A federal appeals court yesterday reinstated U.S. EPA’s controversial "water transfers" rule, reversing a lower court ruling that struck down the George W. Bush-era regulation.
EPA in 2008 formalized its long-standing position that water transferred from one body of water to another via a canal, channel or pumping station did not require a Clean Water Act discharge permit as long as there wasn’t an industrial, municipal or commercial use along the way.
Such systems are common in drinking water infrastructure throughout the country. Environmentalists, however, have criticized the policy for years, arguing that it allows pollutants from a body of dirty water to be moved into another with cleaner water.
They filed multiple lawsuits and celebrated when a federal judge in New York threw out the rule in March 2014.

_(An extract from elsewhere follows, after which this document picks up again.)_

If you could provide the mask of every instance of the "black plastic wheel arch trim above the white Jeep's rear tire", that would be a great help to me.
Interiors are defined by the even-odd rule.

EPA and others appealed, and the 2nd U.S. Circuit Court of Appeals ruled 2-1 yesterday that while the regulation does not appear to achieve the Clean Water Act’s goal of protecting water quality, the agency’s justification was sound and thus deserved deference from the court.

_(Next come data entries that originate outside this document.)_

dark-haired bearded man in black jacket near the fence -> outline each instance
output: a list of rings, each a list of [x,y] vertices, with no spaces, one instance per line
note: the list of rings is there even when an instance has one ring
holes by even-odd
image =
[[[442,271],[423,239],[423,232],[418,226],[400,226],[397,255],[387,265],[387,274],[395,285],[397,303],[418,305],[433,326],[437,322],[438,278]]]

Throwing a bone to the challengers in his 91-page opinion, Senior Judge Robert Sack, a Democratic appointee, said there was much to question about the rule.
"It may well be that, as the plaintiffs argue, the Water Transfers Rule’s interpretation of the Clean Water Act is not the interpretation best designed to achieve the Act’s overall goal of restoring and protecting the quality of the nation’s waters."
But he said the court was bound by the Supreme Court’s 1984 Chevron USA Inc. v. Natural Resources Defense Council Inc. precedent, which held that courts must defer to an agency’s interpretation if it is reasonable.
"While we might prefer an interpretation more consistent with what appear to us to be the most prominent goals of the Clean Water Act," Sack wrote, "Chevron tells us that so long as the agency’s statutory interpretation is reasonable, what we might prefer is irrelevant."
Environmentalists have long sought to undo EPA’s water transfers policy, which has major implications across the country.
New York City, for example, relies on a complex system of 19 reservoirs and tunnels to shuttle water to its residents. In the West, there are no fewer than 16 major diversion projects — including California’s massive State Water Project — that would require expensive and complicated permits if EPA’s policy were reversed.
The rule’s scope enticed many parties to get involved in the case. Nine states led by New York, as well as sportsmen and environmental groups, challenged the rule.
New York City and a dozen other states, including California and Colorado — which relies on more than 40 interbasin diversions and transfers to serve its water needs — intervened to defend it.
Sack noted the scope of the issue in his opinion.
"Many of the largest U.S. cities draw on water transfers to bring drinkable water to their residents," he wrote.
Repeatedly — and in unusually direct language — Sack said that while the court may not agree with the policy, it must defer to the agency.
"Although the rule may or may not be the best or most faithful interpretation of the Act in light of its paramount goal of restoring and protecting the quality of U.S. waters, it is supported by several valid arguments — interpretative, theoretical, and practical," he wrote.
"[T]he question is not whether the EPA’s reasoning was flawless, impervious to counterarguments, or complete — the EPA only must have provided a reasoned explanation for its action."
Further, Sack argued that EPA has never regulated water transfers and Congress "appears to have, however silently, acquiesced in this state of affairs" by not directing the agency to do so with new legislation.
Judge Denny Chin, another Democratic appointee, dissented.
He contended that the plain language of the Clean Water Act "is unambiguous and clearly expresses Congress’s intent to prohibit the transfer of polluted water from one water body to another district water body without permit."
Exempting such transfers, Chin wrote in a 35-page dissent, "is incompatible with the goal of the Act to protect our waters."